Altre ancora forse permetteranno di liberare città e territori occupati. Ma se questo sarà il trend, arriverà il momento in cui europei e americani, insieme, dovranno decidere qual è l’esito militare più funzionale al negoziato di pace; e se il tipo e la quantità di armi che gli ucraini ricevono sia coerente con quel risultato. Beninteso, è nel pieno diritto di Zelensky reclamare, perfino con toni urticanti, missili, aerei e quant’altro occorra agli ucraini per riprendersi la patria per intero.
Forse è perfino il suo dovere, checché ne pensi la moltitudine di orecchianti che in Italia lo bolla come pazzo, irresponsabile, invasato. Ma è dovere degli occidentali immaginare un punto d’equilibrio tra la difesa degli aggrediti e la punizione degli aggressori, calibrare di conseguenza armamenti e sanzioni, venire a patti con Mosca.

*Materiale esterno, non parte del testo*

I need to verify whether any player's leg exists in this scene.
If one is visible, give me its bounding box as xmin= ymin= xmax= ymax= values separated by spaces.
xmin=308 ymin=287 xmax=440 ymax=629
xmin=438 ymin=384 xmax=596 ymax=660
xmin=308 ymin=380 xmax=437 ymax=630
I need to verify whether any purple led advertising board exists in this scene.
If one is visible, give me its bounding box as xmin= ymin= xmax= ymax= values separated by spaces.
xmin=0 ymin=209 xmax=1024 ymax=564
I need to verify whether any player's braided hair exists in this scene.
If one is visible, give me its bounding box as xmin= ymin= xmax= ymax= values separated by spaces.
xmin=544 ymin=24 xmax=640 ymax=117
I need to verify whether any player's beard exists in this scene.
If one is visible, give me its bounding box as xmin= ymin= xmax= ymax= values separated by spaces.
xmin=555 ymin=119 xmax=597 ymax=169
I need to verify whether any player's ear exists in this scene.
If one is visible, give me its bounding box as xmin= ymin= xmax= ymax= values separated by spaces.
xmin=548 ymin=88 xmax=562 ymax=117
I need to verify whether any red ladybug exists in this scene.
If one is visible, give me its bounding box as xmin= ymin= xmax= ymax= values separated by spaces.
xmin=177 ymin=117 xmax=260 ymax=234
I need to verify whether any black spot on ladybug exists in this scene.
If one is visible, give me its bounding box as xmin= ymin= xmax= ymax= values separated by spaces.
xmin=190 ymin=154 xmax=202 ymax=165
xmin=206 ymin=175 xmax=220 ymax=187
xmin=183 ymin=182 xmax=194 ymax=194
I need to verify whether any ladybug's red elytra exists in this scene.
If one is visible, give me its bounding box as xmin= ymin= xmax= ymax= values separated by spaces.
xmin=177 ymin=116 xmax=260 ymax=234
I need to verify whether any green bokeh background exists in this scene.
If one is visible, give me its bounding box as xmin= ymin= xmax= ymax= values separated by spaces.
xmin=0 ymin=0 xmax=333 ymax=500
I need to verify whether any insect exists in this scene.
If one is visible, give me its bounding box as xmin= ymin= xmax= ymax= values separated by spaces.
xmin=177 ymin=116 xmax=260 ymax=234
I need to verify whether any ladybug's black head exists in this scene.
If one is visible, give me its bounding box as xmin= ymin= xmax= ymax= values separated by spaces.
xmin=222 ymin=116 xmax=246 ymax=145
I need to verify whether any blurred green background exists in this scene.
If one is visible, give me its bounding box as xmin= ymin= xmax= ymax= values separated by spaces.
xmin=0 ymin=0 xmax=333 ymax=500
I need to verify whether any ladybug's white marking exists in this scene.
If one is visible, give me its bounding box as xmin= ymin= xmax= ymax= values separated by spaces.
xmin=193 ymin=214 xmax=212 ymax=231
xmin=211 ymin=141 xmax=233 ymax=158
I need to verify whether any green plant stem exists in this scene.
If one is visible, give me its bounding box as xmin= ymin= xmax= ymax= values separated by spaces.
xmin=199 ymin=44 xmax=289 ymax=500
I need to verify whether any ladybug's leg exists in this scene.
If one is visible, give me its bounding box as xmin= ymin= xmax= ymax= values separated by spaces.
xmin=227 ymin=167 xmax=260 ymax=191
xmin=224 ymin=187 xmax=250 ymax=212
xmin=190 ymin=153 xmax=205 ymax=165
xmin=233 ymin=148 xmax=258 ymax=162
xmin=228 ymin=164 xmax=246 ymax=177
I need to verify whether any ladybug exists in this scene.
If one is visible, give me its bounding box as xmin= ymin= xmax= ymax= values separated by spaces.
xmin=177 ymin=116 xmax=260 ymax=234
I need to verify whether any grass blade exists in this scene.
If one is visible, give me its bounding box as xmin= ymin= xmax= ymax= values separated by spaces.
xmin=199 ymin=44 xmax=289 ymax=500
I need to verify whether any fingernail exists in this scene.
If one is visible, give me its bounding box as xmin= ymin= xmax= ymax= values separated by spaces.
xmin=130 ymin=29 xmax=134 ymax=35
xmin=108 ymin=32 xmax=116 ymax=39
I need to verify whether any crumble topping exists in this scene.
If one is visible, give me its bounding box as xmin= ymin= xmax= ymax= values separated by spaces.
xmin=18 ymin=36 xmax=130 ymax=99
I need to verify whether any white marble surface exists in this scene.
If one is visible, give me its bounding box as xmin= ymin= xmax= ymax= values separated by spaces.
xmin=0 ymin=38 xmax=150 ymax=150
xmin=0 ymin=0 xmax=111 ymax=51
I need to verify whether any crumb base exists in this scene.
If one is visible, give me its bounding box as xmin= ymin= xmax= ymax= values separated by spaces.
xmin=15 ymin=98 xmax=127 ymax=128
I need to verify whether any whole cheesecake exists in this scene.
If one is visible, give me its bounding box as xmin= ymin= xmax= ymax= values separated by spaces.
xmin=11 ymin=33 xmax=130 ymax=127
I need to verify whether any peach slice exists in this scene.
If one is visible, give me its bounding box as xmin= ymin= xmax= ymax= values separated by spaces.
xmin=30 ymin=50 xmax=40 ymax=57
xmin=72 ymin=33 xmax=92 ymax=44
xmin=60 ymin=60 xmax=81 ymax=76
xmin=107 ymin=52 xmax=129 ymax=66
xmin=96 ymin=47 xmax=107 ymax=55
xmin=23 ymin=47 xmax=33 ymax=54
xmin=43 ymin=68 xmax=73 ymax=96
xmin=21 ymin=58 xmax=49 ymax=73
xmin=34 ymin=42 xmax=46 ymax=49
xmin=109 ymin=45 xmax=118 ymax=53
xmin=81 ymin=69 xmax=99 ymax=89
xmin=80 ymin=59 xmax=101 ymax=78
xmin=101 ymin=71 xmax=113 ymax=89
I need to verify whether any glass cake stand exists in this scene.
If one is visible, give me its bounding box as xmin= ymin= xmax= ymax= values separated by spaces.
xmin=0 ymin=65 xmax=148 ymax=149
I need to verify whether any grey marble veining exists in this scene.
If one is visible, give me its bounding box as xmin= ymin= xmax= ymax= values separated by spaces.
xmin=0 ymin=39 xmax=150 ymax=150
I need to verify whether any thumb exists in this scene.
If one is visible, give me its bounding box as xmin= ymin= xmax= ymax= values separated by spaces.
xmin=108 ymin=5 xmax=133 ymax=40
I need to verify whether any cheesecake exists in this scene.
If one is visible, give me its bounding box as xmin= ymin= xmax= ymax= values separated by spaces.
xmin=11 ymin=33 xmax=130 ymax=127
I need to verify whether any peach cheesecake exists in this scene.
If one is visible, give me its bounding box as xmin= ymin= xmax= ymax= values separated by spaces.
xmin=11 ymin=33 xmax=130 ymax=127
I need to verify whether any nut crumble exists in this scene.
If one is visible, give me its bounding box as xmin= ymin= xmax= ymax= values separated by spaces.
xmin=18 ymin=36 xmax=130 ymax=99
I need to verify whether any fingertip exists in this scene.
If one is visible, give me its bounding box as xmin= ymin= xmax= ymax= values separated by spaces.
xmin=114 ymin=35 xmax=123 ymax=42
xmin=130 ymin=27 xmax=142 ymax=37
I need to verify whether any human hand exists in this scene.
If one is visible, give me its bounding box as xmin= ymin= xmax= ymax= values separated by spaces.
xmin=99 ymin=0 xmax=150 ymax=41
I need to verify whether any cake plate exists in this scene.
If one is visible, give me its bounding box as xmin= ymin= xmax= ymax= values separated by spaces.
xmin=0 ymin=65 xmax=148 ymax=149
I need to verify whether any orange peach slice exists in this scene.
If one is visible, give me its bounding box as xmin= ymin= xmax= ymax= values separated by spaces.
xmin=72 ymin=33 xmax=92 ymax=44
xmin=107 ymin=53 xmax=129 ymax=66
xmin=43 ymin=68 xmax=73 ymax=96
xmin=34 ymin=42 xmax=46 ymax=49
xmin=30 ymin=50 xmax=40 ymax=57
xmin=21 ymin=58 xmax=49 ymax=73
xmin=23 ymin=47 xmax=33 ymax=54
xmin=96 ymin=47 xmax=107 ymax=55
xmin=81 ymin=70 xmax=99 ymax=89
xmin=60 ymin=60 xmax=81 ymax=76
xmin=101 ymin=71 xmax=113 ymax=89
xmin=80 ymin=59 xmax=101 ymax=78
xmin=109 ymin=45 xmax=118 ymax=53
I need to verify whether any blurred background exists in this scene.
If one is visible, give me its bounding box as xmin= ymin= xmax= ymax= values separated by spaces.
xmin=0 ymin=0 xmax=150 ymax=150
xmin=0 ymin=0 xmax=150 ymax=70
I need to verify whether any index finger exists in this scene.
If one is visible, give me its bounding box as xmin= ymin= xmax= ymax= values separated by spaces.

Senza mai dimenticare quanto scriveva uno dei più geniali indagatori dell’eterogenesi dei fini, Niccolò Machiavelli: «Nel volere condurre la cosa alla sua perfezione (accade) che sempre propinquo al bene sia qualche male, il quale con quel bene sì facilmente nasca che pare impossibile potere mancare dell’uno, volendo l’altro». Nell’apparente perfezione del we win, you lose potrebbe nascondersi molto più male che bene.